Sensitive Data Exposure Back

What is sensitive data?

  • Passwords
  • Credit card numbers
  • Credentials
  • Social Security Numbers
  • Health information
  • Personally identifiable information
  • Other personal information
  • ...

It is important to recognize the importance of protecting such sensitive data and privacy, in order to comply with (遵循) local privacy laws. Responsible sensitive data collection and handling have been paid more attention to after the privacy law, the General Data Protection Regulation (GDRP) released by the European Union in May 2018.

There are two types of data to protect:

  • stored data
  • transmitted data

When it comes to how to protect data in transit, one way is on a web application is by having a SSL certificate, which has protected the integrity of data in transit between the host (web server or firewall) and the client (web browser). For more detailed, you can check out "How to Install an SSL Certificate".

According to OWASP, there are some examples of what can happen when sensitive data is exposed:

Scenario #1 : An application encrypts credit card numbers in a database using automatic database encryption. However, this data is automatically decrypted when retrieved, allowing an SQL injection flaw to retrieve credit card numbers in clear text.

Scenario #2 : A site doesn't use or enforce TLS for all pages or supports weak encryption. An attacker monitors network traffic (e.g. at an insecure wireless network), downgrades connections from HTTPS to HTTP, intercepts requests, and steals the user's session cookie. The attacker then replays this cookie and hijacks the user's (authenticated) session, accessing or modifying the user's private data. Instead of the above they could alter all transported data, e.g. the recipient of a money transfer.

Scenario #3 : The password database uses unsalted or simple hashes to store everyone's passwords. A file upload flaw allows an attacker to retrieve the password database. All the unsalted hashes can be exposed with a rainbow table of pre-calculated hashes. Hashes generated by simple or fast hash functions may be cracked by GPUs, even if they were salted.

Not encrypting sensitive data is the main reason why these attacks are still so widespread. Even encrypted data can be broken due to weak:

  • key generation process
  • key management process
  • algorithm usage
  • protocol usage
  • cipher usage
  • password hashing storage techniques

So how to prevent sensitive exposure? There are some suggestions by OWASP:

  1. Classify data processed, stored, or transmitted by an application.
  2. Recognize which data is sensitive according to local privacy laws, or business needs.
  3. Start to protect as per the classification:

    1. Don't store sensitive data if it is unnecessary. Note: Note: data that is not retained cannot be stolen

    2. Make sure to encrypt all sensitive data if you need to store them.
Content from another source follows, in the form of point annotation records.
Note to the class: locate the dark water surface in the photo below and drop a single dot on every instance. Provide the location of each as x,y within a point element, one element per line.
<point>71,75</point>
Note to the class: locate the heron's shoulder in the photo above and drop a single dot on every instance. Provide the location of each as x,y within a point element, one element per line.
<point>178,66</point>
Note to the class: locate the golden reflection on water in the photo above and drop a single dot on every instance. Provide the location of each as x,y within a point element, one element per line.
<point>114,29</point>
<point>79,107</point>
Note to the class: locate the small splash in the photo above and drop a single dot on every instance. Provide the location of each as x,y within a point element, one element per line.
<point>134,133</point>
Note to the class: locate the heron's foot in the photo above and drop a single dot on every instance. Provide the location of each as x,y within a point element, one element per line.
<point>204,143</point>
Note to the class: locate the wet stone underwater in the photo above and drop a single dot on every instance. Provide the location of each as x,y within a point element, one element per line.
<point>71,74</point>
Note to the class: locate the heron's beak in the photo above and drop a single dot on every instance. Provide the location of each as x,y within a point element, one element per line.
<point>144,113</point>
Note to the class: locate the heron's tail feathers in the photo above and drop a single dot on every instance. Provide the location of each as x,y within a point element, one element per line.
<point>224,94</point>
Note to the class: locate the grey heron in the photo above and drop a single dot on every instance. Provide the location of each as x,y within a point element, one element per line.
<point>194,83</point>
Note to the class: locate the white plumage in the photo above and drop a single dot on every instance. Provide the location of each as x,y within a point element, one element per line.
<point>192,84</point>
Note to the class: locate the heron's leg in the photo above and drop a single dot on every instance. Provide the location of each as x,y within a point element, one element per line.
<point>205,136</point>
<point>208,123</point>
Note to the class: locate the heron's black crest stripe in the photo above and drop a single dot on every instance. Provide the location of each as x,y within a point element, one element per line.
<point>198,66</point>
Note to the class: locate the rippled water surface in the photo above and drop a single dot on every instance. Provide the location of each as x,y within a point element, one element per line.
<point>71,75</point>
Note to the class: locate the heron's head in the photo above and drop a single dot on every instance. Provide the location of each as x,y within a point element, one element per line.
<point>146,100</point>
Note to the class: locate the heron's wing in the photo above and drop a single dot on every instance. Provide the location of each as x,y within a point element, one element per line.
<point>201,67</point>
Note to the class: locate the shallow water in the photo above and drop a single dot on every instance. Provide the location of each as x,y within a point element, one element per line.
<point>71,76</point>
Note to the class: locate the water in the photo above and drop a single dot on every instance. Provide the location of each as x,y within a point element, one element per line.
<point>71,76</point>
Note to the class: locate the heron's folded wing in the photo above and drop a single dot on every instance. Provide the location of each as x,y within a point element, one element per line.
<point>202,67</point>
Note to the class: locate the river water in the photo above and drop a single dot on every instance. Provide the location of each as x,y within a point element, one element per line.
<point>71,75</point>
    3. Ensure up-to-date and strong standard algorithms, protocols, and keys are in place. Use proper key management as the same time.
    4. Encrypt all data in transit with secure protocols such as TLS with perfect forward secrecy (PFS) ciphers, cipher prioritization by the server, and secure parameters.
    5. Enforce encryption with secure protocols by using some directives like HTTP Strict Transport Security (HSTS).
    6. Disable caching responses that contain sensitive data.
    7. Store passwords using strong adaptive and salted hashing functions with a work factor (delay factor), such as Argon2, scrypt, bcrypt, or PBKDF2.
    8. Verify independently the effectiveness of configuration and settings.